I would like to filter subdirectories (skip them) while creating tar(gz) file with tarfile (python 3.4).
Files on disk:
- /home/myuser/temp/test1/
- /home/myuser/temp/test1/home/foo.txt
- /home/myuser/temp/test1/thing/bar.jpg
- /home/myuser/temp/test1/lemon/juice.png
- /home/myuser/temp/test1/
Tried to compress /home/myuser/temp/test1/
by tarfile.add()
.
I use with- and without-path modes.
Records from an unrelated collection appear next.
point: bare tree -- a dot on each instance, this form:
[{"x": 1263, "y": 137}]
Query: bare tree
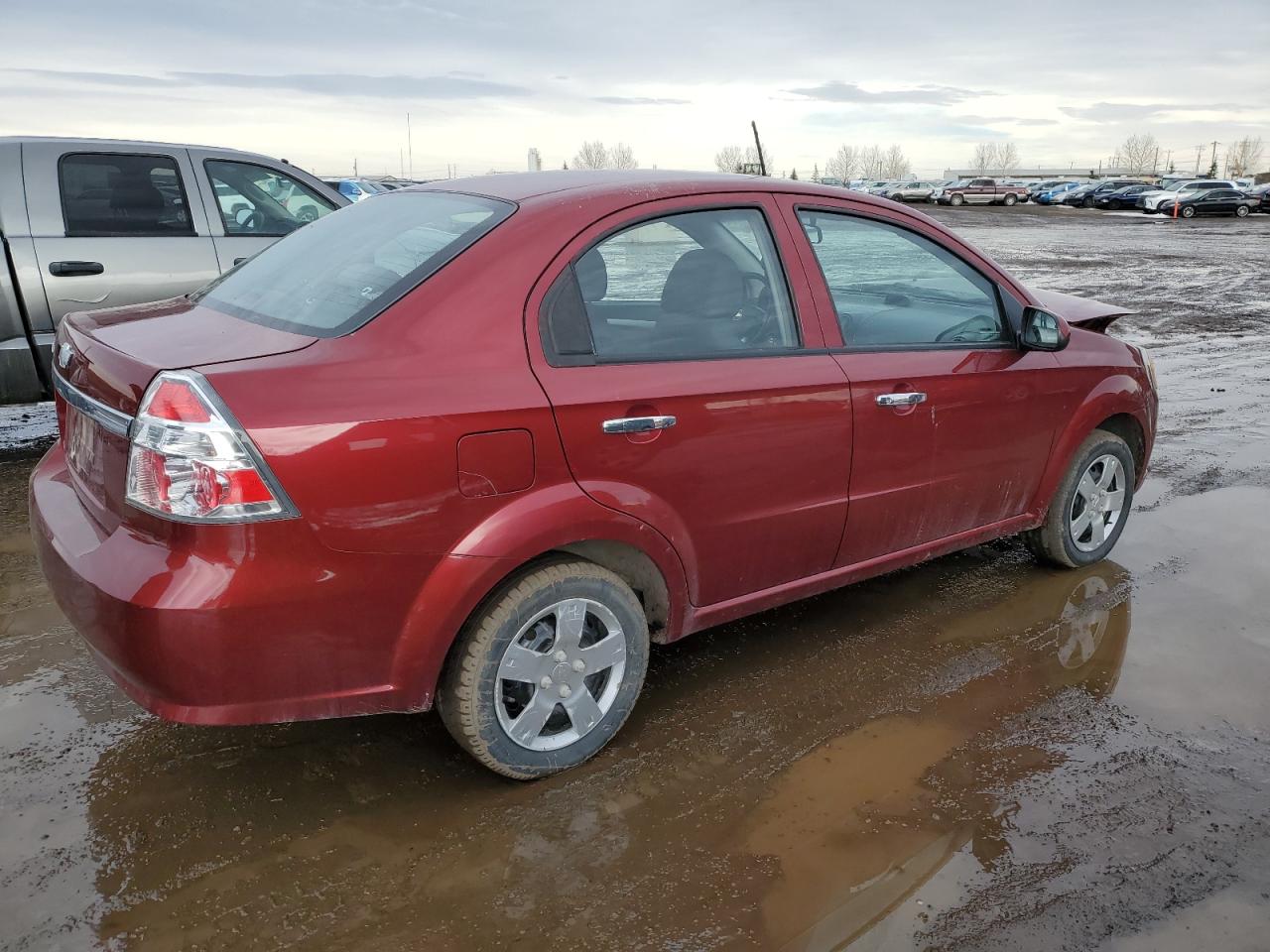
[
  {"x": 1138, "y": 153},
  {"x": 843, "y": 164},
  {"x": 733, "y": 158},
  {"x": 984, "y": 158},
  {"x": 1243, "y": 158},
  {"x": 871, "y": 162},
  {"x": 622, "y": 157},
  {"x": 1007, "y": 158},
  {"x": 896, "y": 164},
  {"x": 729, "y": 158},
  {"x": 592, "y": 155}
]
With full path it's OK, but with short path I have this problem:
directory exclusion doesn't work because tarfile.add() passes the arcname
parameter to filter method - not name
parameter!
archive.add(entry, arcname=os.path.basename(entry), filter=self.filter_general)
Example:
file: /home/myuser/temp/test1/thing/bar.jpg
-> arcname = test1/thing/bar.jpg
So because of /home/myuser/temp/test1/thing
element in exclude_dir_fullpath
, the filter method should exclude this file, but it can not because filter method gets test1/thing/bar.jpg
.
How could I access tarfile.add()'s 'name' parameter in filter method?
def filter_general(item):
exclude_dir_fullpath = ['/home/myuser/temp/test1/thing', '/home/myuser/temp/test1/lemon']
if any(dirname in item.name for dirname in exclude_dir_fullpath):
print("Exclude fullpath dir matched at: %s" % item.name) # DEBUG
return None
return item
def compress_tar():
filepath = '/tmp/test.tar.gz'
include_dir = '/home/myuser/temp/test1/'
archive = tarfile.open(name=filepath, mode="w:gz")
archive.add(include_dir, arcname=os.path.basename(include_dir), filter=filter_general)
compress_tar()